Catching 404 Errors

CCarter

Final Boss ®
Moderator
BuSo Pro
Boot Camp
Digital Strategist
Joined
Sep 15, 2014
Messages
4,297
Likes
8,820
Degree
8
In my never ending quest for perfection I created a script that helps me catch 404 errors quickly. It simply reads from the recent access/error logs and then send me a list once a day (using a cronjob at 8:30AM) on bad requests.

It'll get one-off stuff here and there but it will also help you see constant problems that need addressing.

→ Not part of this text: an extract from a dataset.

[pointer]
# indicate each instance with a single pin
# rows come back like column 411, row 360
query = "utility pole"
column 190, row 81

Some of theses simple fixes, especially on large site can translate into recovering lost revenue due to users hitting bad pages. Here is the php version of the code:

404-error.php:

Code:
<?php

$files = ["/var/log/apache2/access.log", "/var/log/apache2/access.log.1"];
$missingPages = [];

foreach ($files as $file) {
    if (file_exists($file) && is_readable($file)) {
        $lines = file($file);
        foreach ($lines as $line) {
            if (strpos($line, '" 404 ')) {
                preg_match('/"GET (.+?) HTTP/', $line, $matches);
                if (isset($matches[1])) {
                    if (!isset($missingPages[$matches[1]])) {
                        $missingPages[$matches[1]] = 0;
                    }
                    $missingPages[$matches[1]]++;
                }
            }
        }
    } else {
        echo "Cannot read file: $file\n";
    }
}

arsort($missingPages);

// You can email this to yourself once a day in the morning or have it posted to a slack channel or other communication channel to monitor

function sendEmailReport($missingPages) {
    $to = 'myemail@compuserve.com';
    $subject = '404 Error Report';
    $message = "404 Error Pages Report:\n\n";
    foreach ($missingPages as $page => $count) {
        $message .= $page . " - Hits: " . $count . "\n";
    }
    $headers = 'From: main_site@example.com' . "\r\n" .
               'X-Mailer: PHP/' . phpversion();

    if (mail($to, $subject, $message, $headers)) {
        echo "Email sent successfully to $to\n";
    } else {
        echo "Failed to send email.\n";
    }
}

// Generate and send the report
sendEmailReport($missingPages);

?>

results:

x9LHqmt.png

It tells me that 11 attempts, me, went to /help/ which doesn't exist. If this was a live site then I use the following command line to figure out what's calling these pages:

cat /var/log/apache2/access.log | grep "404" | grep "help"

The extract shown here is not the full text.